I wondered what kind of doctor he was.
“Mr. Maxwell?”
Lucas stood by an open door, waiting for me. I stepped away from Dr. Pretorious and into Lucas’ office. “So how did you come to be part of Magetech?”
Lucas closed the door after us. “I’ve always been a part of Magetech.”
“Then why isn’t your portrait on the founder’s wall back there?”
“I do not work for that kind of recognition.” He held out a hand toward a chair at a large oval conference table. “Have a seat.”
The office was impressive, almost the size of the lobby downstairs. Two walls were glass, looking out at the Cleveland skyline, and everything was appointed in black-lacquered hardwood, chrome, and leather. It made me wonder what the CEO’s office was like.
“You are here to talk about our history,” Lucas said as he walked around me to fold himself into another chair across the table.
I held my notebook in front of me and nodded. “I’m doing a story about Councilman Mazurich’s influence on the city.”
“That was a tragedy,” Lucas said. “He deserves a proper elegy.”
At first, I thought Lucas misspoke. However, he didn’t strike me as one to make a casual slip of the tongue. He was very controlled. It made me think of what Teaghue Parthalán said, “A soul like Mazurich should have an epic written to him.”
I nodded, “I’ve talked to dwarves that have the same sentiment.”
Lucas leaned forward. “They told you much of the late Councilman Mazurich?”
“They expressed gratitude for the efforts he conducted on their behalf.”
Lucas leaned back. “Impressive efforts they were. He did much to create their world on this side of the Portal.”
“Such as helping to found this company?”
“Yes, the councilman was instrumental. He brought all the initial people together, including myself. He was adept at recognizing a problem, and seeing who might have potential solutions.”
“The interference from the Portal.”
“Our first viable product was a police radio and a walkie-talkie for the National Guard. Those first government contracts were the seed money that allowed all of this to happen.”
I rubbed my forehead. The phrase “government contract” clicked one of the journalistic circuit breakers in my brain. “Was Mazurich involved in getting Magetech that kind of business?”
It was the obvious question, but it was also a loaded one.
Politicians, especially at the city and county level, were always open to the charge of conflict of interest.

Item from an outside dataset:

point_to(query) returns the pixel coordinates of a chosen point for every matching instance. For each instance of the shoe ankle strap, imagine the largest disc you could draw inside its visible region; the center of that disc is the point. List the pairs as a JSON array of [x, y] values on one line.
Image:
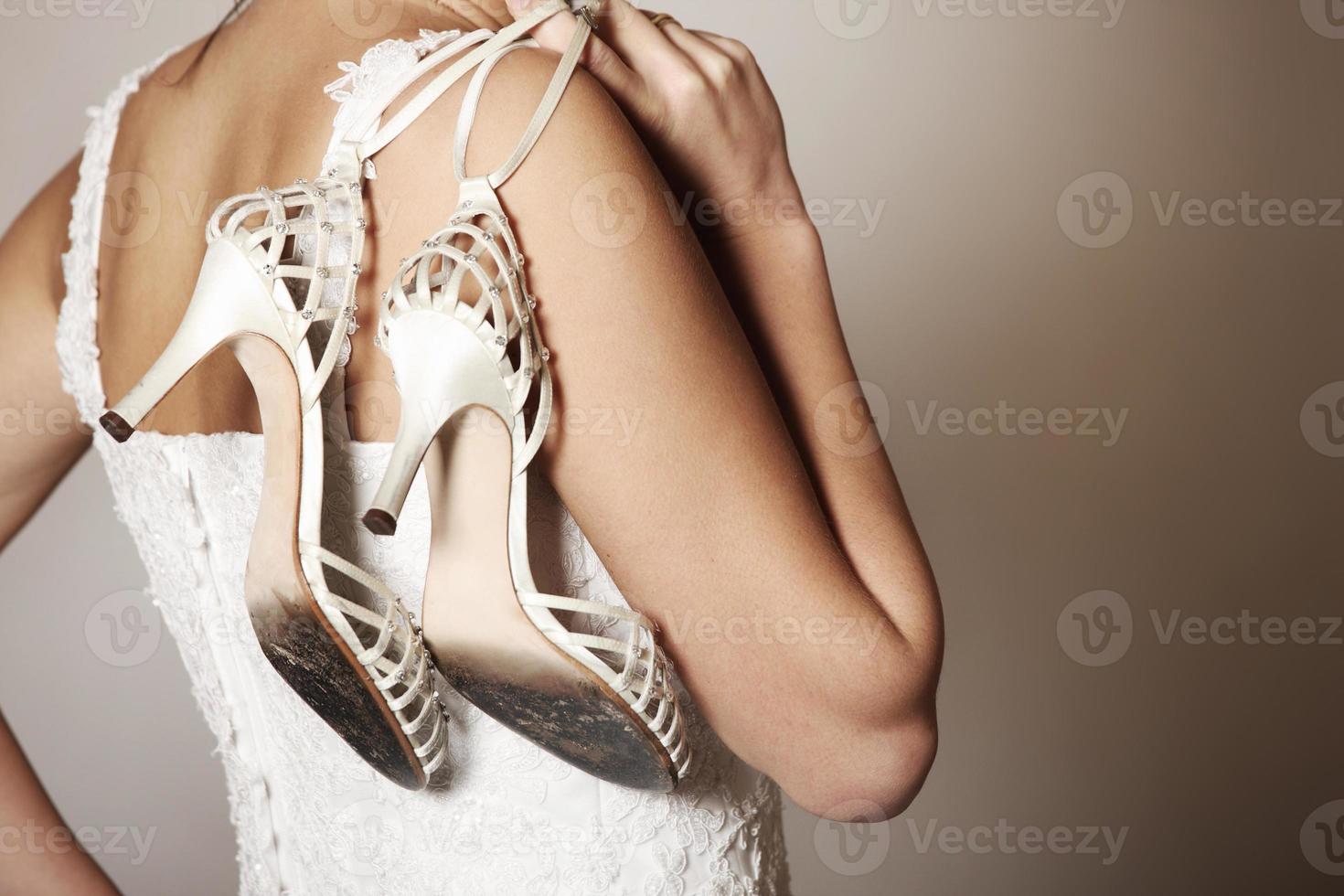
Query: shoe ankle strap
[[365, 136]]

It would be hard to find a local official who didn’t have an incestuous relationship with local business. That was the nature of the beast. As long as the politician in question wasn’t directly involved in the decision to award largesse, there wasn’t anything criminal to it.
But there’s something called, “the appearance of impropriety.” And, of course, it’s the job of every corporate hack and politician to keep that “appearance” minimal.
Therefore I wasn’t prepared when Simon Lucas said, “Again, he was instrumental.”
I looked up from my notes, “Are you saying that the councilman helped steer contracts toward Magetech?”
Lucas smiled. The grin was predatory, and disturbing. As if Hieronymus Bosch did a hairless portrait of Jack Nicholson. Though the surreal appearance of Mr. Lucas might have had more to do with the office I found myself in. I got the continual sense of something trying to pry itself into my skull.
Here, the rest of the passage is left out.